Given a set of arms $\mathcal{Z}\subset \mathbb{R}^d$ and an unknown parameter vector $\theta_\ast\in\mathbb{R}^d$, the pure exploration linear bandit problem aims to return $\arg\max_{z\in \mathcal{Z}} z^{\top}\theta_{\ast}$, with high probability through noisy measurements of $x^{\top}\theta_{\ast}$ with $x\in \mathcal{X}\subset \mathbb{R}^d$. Existing (asymptotically) optimal methods require either a) potentially costly projections for each arm $z\in \mathcal{Z}$ or b) explicitly maintaining a subset of $\mathcal{Z}$ under consideration at each time.

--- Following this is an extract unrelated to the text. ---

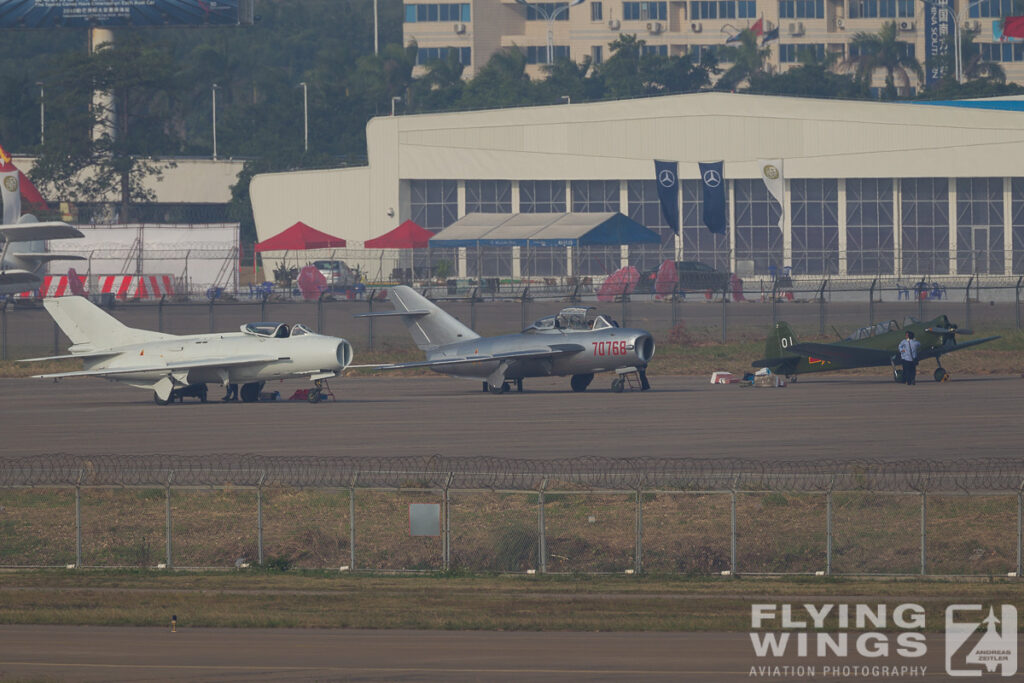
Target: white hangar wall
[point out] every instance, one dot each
(822, 142)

This complexity is at odds with the popular and simple Thompson Sampling algorithm for regret minimization, which just requires access to a posterior sampling and argmax oracle, and does not need to enumerate $\mathcal{Z}$ at any point. Unfortunately, Thompson sampling is known to be sub-optimal for pure exploration. In this work, we pose a natural question: is there an algorithm that can explore optimally and only needs the same computational primitives as Thompson Sampling? We answer the question in the affirmative. We provide an algorithm that leverages only sampling and argmax oracles and achieves an exponential convergence rate, with the exponent being the optimal among all possible allocations asymptotically. In addition, we show that our algorithm can be easily implemented and performs as well empirically as existing asymptotically optimal methods.